Description of Researched Seminar Paper
This paper will be directed to a particular forum (journal, conference,
etc.) and to a computers and composition or technology theory
audience (computers and composition instructors, rhetoric of technology
theorists, etc.). Based upon your own background, interest, and
experience, you should develop this paper as more than a classroom
exercise. In other words, your 10-20 page paper should be acceptable
for the forum and audience for which and whom you create it. Prior
to completing this project, which is due on November 18th, you
will submit a project proposal. This proposal should outline your
agenda for the project. Additionally, you will be sharing a draft
of your paper with a peer in the class.
Guidelines for creation of your one-two page researched seminar
proposal:
- Define the audience(s) for your paper (Consider who would
be most interested in your paper: attendees at the Computers
and Writing, Conference on College Composition and Communication,
or Rhetoric Society of America conference or readers of
ACE, Computers and Composition, Kairos, Written
Communication, The Writing Instructor, etc.).

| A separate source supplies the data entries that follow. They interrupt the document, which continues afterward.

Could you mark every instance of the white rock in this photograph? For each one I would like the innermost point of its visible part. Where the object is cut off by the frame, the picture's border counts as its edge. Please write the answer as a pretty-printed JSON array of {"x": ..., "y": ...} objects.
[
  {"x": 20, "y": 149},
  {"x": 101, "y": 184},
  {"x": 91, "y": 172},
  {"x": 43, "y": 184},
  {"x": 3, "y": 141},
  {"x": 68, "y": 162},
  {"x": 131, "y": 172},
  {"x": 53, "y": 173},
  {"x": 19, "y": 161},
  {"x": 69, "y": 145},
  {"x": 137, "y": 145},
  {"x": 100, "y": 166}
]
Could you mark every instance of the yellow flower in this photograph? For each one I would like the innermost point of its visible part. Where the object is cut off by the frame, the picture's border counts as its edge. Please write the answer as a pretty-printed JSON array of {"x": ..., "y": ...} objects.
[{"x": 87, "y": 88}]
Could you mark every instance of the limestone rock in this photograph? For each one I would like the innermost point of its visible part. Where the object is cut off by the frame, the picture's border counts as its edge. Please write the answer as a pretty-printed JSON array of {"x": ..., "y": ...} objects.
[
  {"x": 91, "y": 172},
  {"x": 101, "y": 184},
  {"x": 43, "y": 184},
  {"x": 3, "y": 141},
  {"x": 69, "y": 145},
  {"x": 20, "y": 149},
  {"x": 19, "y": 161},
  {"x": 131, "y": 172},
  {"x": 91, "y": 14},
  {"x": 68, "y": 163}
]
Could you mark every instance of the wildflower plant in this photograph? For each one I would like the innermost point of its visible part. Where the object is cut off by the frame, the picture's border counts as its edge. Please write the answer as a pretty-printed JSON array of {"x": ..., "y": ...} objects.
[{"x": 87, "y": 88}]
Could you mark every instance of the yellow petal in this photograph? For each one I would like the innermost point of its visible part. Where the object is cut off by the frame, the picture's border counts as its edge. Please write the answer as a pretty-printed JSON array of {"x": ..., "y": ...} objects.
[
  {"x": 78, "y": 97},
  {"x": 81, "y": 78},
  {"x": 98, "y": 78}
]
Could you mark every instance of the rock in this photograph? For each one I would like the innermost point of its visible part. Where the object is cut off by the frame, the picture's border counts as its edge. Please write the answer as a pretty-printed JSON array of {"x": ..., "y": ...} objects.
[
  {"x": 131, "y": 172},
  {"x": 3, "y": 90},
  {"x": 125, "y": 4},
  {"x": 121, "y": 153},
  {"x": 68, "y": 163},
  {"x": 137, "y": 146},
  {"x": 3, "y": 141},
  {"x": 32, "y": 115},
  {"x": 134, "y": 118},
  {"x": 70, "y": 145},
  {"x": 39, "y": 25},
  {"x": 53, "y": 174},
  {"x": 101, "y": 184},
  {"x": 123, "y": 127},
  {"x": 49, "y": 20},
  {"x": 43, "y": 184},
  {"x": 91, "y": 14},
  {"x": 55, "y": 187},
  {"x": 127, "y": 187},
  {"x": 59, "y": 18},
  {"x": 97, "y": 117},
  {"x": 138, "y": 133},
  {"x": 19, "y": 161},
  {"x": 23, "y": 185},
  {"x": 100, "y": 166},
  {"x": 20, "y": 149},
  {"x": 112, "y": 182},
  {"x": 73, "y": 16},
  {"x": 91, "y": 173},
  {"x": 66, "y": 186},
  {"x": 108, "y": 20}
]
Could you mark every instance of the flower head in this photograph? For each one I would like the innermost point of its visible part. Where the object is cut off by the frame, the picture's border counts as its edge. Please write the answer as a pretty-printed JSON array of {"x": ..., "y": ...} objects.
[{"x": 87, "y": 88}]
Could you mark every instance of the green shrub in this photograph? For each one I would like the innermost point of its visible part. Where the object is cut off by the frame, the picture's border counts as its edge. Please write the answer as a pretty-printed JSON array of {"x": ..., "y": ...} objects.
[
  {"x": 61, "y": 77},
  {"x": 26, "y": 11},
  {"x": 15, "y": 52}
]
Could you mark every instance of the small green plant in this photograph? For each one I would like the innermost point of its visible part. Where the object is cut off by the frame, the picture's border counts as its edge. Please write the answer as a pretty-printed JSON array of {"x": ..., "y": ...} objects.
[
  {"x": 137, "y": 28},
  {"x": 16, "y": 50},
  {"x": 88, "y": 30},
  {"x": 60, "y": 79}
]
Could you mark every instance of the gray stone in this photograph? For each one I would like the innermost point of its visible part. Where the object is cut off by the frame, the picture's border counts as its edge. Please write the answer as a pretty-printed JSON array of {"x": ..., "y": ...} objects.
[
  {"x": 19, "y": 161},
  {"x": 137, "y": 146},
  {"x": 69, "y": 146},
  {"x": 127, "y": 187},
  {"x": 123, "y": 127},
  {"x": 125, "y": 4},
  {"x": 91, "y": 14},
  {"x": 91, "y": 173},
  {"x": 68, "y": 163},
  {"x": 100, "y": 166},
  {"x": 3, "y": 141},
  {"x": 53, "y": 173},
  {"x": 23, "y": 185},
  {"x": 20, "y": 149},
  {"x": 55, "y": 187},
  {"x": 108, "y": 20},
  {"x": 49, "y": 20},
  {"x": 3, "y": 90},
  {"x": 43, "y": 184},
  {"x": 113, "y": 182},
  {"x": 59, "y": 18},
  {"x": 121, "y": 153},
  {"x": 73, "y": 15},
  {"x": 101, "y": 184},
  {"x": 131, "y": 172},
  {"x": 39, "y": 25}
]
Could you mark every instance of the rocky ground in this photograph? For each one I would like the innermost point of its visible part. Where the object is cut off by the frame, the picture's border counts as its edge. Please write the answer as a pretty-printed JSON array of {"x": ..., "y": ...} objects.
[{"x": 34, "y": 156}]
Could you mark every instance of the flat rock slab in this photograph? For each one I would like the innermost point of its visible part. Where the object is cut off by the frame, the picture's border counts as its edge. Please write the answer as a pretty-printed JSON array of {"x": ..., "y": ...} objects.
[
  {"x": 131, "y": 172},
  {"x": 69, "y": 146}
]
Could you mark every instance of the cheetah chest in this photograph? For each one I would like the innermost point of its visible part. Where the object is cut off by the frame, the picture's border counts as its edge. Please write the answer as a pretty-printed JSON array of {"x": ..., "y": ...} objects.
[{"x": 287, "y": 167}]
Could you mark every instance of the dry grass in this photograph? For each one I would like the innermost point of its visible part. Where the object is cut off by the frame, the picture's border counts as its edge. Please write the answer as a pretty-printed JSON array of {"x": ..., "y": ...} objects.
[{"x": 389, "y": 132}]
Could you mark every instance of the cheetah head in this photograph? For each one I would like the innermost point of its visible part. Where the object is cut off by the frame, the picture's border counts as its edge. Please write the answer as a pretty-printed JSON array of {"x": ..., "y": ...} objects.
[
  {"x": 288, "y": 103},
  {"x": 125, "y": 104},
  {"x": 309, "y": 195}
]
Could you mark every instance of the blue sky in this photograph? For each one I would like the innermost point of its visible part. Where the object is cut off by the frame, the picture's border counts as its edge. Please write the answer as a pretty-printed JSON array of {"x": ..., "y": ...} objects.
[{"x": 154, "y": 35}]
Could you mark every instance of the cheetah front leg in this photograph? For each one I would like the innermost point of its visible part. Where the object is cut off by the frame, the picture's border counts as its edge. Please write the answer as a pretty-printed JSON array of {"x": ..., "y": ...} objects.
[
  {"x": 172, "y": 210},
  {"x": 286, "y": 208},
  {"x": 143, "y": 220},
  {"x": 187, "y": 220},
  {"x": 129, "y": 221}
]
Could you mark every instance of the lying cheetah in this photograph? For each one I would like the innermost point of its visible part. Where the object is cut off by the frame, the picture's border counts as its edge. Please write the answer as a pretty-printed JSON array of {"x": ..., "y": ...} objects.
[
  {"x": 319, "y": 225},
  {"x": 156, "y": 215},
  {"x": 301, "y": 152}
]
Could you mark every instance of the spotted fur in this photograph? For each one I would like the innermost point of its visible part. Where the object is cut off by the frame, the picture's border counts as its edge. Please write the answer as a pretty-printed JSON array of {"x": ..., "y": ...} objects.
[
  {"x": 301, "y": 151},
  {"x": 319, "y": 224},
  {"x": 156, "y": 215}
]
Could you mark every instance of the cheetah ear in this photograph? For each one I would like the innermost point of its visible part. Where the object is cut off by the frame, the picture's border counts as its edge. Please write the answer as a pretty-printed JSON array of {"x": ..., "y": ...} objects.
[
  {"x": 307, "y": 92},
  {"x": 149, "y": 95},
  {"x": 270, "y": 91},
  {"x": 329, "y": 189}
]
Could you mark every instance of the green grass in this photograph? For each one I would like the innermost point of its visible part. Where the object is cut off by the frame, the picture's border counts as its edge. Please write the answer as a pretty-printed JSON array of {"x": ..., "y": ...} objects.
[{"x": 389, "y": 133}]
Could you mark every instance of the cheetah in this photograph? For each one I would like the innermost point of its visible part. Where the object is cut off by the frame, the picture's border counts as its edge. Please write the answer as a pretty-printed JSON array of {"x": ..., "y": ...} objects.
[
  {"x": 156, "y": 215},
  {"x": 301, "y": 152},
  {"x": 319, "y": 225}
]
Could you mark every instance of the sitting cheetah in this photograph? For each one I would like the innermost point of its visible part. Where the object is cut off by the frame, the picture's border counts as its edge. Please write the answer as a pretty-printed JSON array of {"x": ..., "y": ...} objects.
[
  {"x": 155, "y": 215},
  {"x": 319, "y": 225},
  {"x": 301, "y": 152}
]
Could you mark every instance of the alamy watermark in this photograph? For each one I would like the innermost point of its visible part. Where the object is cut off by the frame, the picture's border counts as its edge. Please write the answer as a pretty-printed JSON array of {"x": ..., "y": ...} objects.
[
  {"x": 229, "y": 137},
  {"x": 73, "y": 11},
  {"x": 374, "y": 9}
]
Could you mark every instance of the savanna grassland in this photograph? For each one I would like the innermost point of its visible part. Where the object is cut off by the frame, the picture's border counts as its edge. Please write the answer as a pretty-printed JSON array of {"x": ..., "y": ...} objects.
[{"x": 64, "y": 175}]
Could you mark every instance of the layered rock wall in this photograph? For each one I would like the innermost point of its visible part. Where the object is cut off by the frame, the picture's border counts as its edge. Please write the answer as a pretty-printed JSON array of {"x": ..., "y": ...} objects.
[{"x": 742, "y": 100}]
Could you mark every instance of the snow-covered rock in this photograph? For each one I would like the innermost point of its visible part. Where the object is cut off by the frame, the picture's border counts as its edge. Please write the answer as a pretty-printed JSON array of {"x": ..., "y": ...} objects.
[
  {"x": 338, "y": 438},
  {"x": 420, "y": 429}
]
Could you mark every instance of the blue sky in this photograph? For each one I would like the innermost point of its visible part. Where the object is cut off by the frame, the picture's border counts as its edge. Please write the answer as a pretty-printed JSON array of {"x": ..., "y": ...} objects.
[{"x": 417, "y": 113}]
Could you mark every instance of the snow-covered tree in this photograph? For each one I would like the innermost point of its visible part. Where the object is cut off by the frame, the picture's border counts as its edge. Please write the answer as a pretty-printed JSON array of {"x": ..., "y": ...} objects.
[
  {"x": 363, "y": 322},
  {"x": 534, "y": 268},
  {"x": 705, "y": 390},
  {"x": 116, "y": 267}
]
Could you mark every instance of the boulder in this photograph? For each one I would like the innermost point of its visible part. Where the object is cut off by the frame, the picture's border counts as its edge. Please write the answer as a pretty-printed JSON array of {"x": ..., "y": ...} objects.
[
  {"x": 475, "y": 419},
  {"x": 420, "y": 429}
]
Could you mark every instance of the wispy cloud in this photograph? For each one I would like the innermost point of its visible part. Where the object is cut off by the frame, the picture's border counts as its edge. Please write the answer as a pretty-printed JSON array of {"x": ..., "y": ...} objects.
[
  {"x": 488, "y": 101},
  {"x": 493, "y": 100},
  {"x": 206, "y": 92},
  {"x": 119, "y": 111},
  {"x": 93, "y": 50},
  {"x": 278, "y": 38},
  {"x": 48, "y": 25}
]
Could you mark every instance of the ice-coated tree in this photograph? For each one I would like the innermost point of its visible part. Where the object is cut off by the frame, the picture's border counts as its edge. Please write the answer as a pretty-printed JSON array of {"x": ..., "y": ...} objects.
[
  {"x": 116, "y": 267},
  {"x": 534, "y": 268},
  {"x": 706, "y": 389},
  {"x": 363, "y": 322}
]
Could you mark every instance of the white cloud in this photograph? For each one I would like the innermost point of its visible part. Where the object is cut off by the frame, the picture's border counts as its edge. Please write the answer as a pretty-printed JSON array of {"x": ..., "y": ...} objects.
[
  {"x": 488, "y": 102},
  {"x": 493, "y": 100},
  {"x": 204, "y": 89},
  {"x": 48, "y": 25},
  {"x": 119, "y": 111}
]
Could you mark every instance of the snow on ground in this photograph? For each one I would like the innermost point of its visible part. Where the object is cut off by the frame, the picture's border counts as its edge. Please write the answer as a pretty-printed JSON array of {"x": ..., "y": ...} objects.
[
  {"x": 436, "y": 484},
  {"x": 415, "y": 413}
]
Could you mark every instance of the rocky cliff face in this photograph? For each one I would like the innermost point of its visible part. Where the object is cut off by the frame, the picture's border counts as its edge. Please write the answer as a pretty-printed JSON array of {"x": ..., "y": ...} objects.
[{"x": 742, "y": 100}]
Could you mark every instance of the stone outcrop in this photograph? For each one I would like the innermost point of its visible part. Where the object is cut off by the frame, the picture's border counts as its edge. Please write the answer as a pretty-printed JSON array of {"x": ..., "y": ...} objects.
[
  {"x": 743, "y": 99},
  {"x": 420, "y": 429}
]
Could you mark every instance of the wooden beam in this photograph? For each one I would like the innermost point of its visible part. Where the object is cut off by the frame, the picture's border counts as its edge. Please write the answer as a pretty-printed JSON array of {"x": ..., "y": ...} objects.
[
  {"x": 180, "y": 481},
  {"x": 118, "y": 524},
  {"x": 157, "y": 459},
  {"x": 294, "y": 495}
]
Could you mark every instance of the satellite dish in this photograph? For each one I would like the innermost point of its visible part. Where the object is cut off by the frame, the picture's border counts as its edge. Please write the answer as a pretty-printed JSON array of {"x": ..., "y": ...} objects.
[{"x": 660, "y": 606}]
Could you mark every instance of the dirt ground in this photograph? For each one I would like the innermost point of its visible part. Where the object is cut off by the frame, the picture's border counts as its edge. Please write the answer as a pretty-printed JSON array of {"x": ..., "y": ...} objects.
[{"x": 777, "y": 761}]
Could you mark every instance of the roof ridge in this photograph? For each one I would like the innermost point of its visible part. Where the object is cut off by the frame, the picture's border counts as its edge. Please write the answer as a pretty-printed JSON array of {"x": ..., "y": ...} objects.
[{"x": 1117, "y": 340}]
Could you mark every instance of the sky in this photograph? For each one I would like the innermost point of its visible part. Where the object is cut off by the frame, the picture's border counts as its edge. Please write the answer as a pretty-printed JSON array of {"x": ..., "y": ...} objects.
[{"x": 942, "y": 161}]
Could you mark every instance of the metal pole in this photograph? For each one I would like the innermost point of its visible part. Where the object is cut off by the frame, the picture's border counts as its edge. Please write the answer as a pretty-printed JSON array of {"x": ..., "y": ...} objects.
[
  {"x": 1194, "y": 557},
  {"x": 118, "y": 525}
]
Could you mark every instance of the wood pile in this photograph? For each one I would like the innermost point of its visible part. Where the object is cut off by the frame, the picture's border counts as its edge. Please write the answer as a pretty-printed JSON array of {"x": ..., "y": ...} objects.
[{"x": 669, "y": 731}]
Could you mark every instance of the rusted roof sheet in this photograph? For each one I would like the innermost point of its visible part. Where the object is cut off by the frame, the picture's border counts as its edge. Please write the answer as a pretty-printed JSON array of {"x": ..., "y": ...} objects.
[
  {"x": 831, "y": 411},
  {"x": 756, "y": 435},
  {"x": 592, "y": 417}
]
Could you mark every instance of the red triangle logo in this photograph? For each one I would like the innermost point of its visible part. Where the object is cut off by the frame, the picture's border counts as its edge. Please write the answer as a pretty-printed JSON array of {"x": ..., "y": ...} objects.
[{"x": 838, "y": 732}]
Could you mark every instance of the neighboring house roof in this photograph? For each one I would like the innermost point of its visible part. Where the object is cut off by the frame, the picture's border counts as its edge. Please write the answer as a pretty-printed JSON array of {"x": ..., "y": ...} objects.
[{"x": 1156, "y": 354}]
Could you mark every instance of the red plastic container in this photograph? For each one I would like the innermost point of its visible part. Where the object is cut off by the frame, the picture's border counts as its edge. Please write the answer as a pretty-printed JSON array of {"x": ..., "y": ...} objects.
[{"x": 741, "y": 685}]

- Describe the purpose(s) of your project (Consider what you
are trying to achieve in your project: to create a pedagogical
article, to develop a particular argument, to point out a potential
area of computers anc composition investigation, to offer strategies
or approaches to a particular computers and composition problematic,
etc.).
- Identify your rationale(s) for this project (Think about why
this project is useful for you and your professional development:
offers you a way of highlighting your research? gives you a
chance to present ideas and receive feedback from colleagues?
etc.).
- Prepare a working bibliography.
This proposal is due on Monday,
November 18th. Please email me a Word file attachment
and bring a hard copy to class.
Guidelines for creation of your researched seminar paper:
- Provide a one-page overview of the audience(s), rationale(s),
and purpose(s) of your researched paper. This information can
be taken directly from your plan for your seminar paper.
- Include polished draft of the 10-20 page researched seminar
paper including an APA bibliography of your references (You
can use MLA or other citation format only if the journal or
conference requests that format).
A first completed draft of your researched seminar paper is due
for peer review on Monday, December
2nd. Your final draft is due as an email attached
Word file on Friday, December 13th
by 2 pm.
Evaluation
of Researched Seminar Paper
Your seminar paper will be evaluated based upon its contribution
to the the field of computers and composition, its attention to
issues and trends in computers and composition, its assessment
of audience(s), purpose(s), and rationale(s) as you have constructed
them, and its thoroughness, complexity, and perceptiveness. Of
course, the quality of your writing and your use of sound document
design principles will be other factors in the assessment of your
paper. Note: Your grade on
the paper will be significantly lowered if the quality of your
plan, first draft, or comments to your peer are below average.